Unless the “someone” who kicks the machine is us—in which case we’re behaving perfectly normally, given our situations; surely anyone else would do the same. Indeed, we overestimate how likely others are to respond the same way we do—the “false consensus effect.” Drinking students considerably overestimate the fraction of fellow students who drink, but nondrinkers considerably underestimate the fraction. The “fundamental attribution error” refers to our tendency to overattribute others’ behaviors to their dispositions, while reversing this tendency for ourselves.
To understand why people act the way they do, we must first realize that everyone sees themselves as behaving normally. Don’t ask what strange, mutant disposition they were born with, which directly corresponds to their surface behavior. Rather, ask what situations people see themselves as being in. Yes, people do have dispositions—but there are not enough heritable quirks of disposition to directly account for all the surface behaviors you see.

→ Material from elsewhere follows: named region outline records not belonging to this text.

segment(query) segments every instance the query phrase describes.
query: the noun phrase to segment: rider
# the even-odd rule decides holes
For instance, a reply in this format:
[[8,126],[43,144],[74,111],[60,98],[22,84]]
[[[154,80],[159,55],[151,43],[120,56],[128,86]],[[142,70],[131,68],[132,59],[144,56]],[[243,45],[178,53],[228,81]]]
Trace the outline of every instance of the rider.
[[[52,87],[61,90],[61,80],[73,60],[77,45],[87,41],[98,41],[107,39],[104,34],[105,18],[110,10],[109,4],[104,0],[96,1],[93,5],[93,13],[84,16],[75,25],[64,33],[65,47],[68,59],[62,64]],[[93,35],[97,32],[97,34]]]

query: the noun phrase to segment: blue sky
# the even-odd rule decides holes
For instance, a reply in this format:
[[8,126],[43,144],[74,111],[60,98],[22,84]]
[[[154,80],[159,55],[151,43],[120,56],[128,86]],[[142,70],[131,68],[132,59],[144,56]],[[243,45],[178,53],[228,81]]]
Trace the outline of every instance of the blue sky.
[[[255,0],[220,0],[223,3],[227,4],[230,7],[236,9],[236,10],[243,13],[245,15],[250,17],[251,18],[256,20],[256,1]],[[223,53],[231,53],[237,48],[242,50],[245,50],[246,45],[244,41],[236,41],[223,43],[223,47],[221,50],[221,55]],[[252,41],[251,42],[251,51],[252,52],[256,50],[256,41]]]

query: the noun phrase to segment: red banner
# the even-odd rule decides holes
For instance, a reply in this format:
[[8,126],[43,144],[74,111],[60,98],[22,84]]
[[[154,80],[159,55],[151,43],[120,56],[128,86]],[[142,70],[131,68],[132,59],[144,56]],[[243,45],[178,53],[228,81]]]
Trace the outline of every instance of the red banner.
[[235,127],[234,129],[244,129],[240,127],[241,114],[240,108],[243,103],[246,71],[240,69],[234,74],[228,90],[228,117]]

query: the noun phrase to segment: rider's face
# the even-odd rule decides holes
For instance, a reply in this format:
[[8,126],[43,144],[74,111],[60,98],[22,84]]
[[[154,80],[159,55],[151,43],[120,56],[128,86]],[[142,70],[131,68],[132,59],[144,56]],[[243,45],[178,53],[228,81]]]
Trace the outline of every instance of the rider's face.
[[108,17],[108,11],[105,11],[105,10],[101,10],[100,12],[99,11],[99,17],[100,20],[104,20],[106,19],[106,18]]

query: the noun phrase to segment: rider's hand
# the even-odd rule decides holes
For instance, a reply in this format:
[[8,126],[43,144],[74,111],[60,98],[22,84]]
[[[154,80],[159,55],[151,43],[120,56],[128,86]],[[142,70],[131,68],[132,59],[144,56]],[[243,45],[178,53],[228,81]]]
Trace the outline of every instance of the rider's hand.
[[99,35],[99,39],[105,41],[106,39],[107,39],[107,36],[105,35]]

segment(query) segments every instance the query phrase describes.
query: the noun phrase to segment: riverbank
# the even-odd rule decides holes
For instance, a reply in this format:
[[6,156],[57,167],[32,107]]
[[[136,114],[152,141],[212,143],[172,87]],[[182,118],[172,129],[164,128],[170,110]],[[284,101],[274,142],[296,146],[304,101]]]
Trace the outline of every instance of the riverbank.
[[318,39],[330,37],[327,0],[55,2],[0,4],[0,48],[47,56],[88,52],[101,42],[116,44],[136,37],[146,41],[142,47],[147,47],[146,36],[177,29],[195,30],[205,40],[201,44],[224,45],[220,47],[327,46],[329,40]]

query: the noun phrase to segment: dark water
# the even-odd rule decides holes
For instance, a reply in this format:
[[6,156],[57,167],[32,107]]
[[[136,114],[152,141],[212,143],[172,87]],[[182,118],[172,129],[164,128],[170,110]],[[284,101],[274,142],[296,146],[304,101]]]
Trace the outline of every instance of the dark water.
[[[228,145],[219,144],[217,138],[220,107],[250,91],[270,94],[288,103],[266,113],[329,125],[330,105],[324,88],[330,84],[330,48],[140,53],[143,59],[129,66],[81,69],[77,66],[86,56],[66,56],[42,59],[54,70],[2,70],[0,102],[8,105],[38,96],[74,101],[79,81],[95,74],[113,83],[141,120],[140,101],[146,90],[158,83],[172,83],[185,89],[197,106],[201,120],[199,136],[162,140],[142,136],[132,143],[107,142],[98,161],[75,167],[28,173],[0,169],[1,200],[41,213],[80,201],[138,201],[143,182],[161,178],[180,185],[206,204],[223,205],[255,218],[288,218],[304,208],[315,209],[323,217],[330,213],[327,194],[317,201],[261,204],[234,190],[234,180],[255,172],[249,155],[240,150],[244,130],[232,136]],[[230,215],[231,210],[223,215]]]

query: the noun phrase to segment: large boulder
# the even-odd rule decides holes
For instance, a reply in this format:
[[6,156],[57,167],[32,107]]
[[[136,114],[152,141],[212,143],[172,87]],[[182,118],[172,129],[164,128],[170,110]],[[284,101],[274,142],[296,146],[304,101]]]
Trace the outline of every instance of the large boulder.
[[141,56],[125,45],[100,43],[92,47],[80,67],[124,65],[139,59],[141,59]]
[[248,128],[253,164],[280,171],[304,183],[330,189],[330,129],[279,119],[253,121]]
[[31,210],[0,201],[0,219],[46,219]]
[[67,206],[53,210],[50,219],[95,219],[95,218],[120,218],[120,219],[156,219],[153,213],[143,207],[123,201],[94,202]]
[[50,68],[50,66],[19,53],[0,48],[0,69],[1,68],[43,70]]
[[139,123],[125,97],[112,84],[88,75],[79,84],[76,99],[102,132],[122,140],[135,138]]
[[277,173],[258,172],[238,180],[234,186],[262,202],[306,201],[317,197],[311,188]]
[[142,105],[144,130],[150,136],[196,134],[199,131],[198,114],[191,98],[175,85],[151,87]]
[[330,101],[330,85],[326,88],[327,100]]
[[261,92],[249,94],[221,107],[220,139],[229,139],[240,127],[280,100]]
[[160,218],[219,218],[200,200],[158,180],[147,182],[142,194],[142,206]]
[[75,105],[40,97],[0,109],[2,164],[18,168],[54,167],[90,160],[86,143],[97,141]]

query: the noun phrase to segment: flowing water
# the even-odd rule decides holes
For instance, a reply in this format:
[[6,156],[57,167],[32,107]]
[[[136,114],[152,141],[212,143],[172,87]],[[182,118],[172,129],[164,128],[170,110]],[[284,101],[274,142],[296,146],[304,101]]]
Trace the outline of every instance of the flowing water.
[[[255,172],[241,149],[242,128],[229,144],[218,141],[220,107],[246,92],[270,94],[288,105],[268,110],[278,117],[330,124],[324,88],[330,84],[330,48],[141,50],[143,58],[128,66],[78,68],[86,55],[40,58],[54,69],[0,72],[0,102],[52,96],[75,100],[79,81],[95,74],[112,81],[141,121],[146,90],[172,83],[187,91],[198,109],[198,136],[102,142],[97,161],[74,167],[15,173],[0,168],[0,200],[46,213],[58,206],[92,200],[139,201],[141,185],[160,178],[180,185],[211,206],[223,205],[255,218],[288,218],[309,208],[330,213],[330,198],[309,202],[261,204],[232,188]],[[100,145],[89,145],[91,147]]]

Suppose I gave you a control with two buttons, a red button and a green button. The red button destroys the world, and the green button stops the red button from being pressed. Which button would you press? The green one. Anyone who gives a different answer is probably overcomplicating the question.3
And yet people sometimes ask me why I want to save the world.4 Like I must have had a traumatic childhood or something. Really, it seems like a pretty obvious decision . . . if you see the situation in those terms.
I may have non-average views which call for explanation—why do I believe such things, when most people don’t?—but given those beliefs, my reaction doesn’t seem to call forth an exceptional explanation. Perhaps I am a victim of false consensus; perhaps I overestimate how many people would press the green button if they saw the situation in those terms. But y’know, I’d still bet there’d be at least a substantial minority.
Most people see themselves as perfectly normal, from the inside. Even people you hate, people who do terrible things, are not exceptional mutants. No mutations are required, alas. When you understand this, you are ready to stop being surprised by human events.
1Daniel T. Gilbert and Patrick S. Malone, “The Correspondence Bias,” Psychological Bulletin 117, no. 1 (1995): 21–38.
2Edward E. Jones and Victor A. Harris, “The Attribution of Attitudes,” Journal of Experimental Social Psychology 3 (1967): 1–24, http://www.radford.edu/~jaspelme/443/spring-2007/Articles/Jones_n_Harris_1967.pdf.
3Compare “Transhumanism as Simplified Humanism.” http://yudkowsky.net/singularity/simplified.
4See Eliezer Yudkowsky, “Artificial Intelligence as a Positive and Negative Factor in Global Risk,” in Global Catastrophic Risks, ed. Nick Bostrom and Milan M. Ćirković (New York: Oxford University Press, 2008), 308–345.